Un botta e risposta fra autorità giudiziarie, che ha contribuito a indignare la famiglia, la quale denuncia da tempo un accanimento sul caso del giovanissimo italiano. Non sono soli: perfino Amnesty International è intervenuta, facendo un appello per il rilascio e contestando l'abuso del ricorso al carcere preventivo. La decisione di rimettere Fabio Vettorel in libertà - è in carcere dal 7 luglio - era arrivata finalmente ieri, quando il giudice si era espresso positivamente, ponendo la condizione del pagamento di una cauzione di 10 mila euro. La procura si era però opposta al provvedimento, facendo ricorso e avanzando fra l'altro la richiesta che il tribunale attendesse la pronuncia sull'impugnazione. Proprio a luglio si era verificata la stessa dinamica. E stamattina, quando il tribunale del Land ha respinto l'istanza della pubblica accusa, la Procura non ha mollato la presa, e ha impugnato anche quest'ultima decisione (nel timore evidentemente che l'accusato fugga), davanti all'alta corte.

A questo punto il tribunale ha disposto che Fabio non potrà essere messo in libertà, prima della decisione della corte. «Ho un solo commento da fare. Fabio era stato preparato, gli hanno detto che usciva», ha spiegato la madre, Jamila Baroni, che da quattro mesi vive ad Amburgo, per poter stare più vicina a suo figlio. «Gli hanno fatto preparare le sue cose, lo hanno fatto uscire, lui era tutto contento. E poi lo hanno rimesso dentro», ha raccontato. «Ecco, questo è tutto quello che voglio dire».

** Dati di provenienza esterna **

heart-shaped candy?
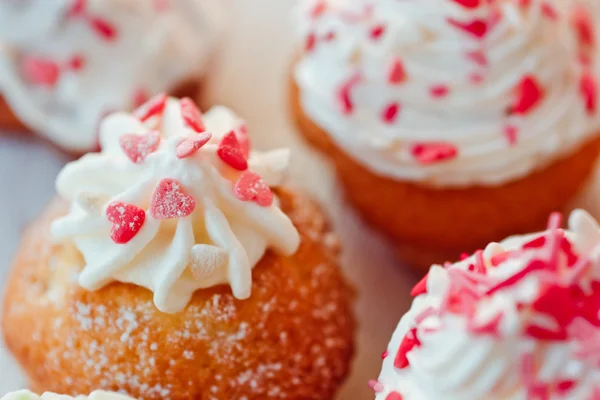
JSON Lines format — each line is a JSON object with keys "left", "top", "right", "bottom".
{"left": 512, "top": 75, "right": 544, "bottom": 115}
{"left": 133, "top": 92, "right": 168, "bottom": 122}
{"left": 217, "top": 132, "right": 248, "bottom": 171}
{"left": 106, "top": 201, "right": 146, "bottom": 244}
{"left": 175, "top": 132, "right": 212, "bottom": 159}
{"left": 119, "top": 130, "right": 161, "bottom": 164}
{"left": 150, "top": 178, "right": 196, "bottom": 219}
{"left": 234, "top": 171, "right": 273, "bottom": 207}
{"left": 180, "top": 97, "right": 206, "bottom": 133}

Secondo l'accusa, Vettorel, che risponde di disturbo della quiete pubblica e del tentativo di causare danni medianti mezzi pericolosi, avrebbe fatto parte di un gruppo di 150-200 persone, vestite di nero e armate di oggetti pirotecnici e sassi, che avrebbe aggredito gli agenti di polizia impegnati a chiudere l'accesso al centro della città.
Accuse che la difesa e la famiglia respingono, perché del tutto inconsistenti: «In realtà nessun testimone ha riconosciuto Fabio finora, nessuno lo accusa di aver lanciato pietre, nessuno lo ha visto commettere un reato. È accusato di aver fatto parte di un gruppo, una parte del quale sarebbe responsabile dell'aggressione», aveva spiegato ieri la signora Baroni, definendo quello in corso «un processo alle intenzioni di Fabio».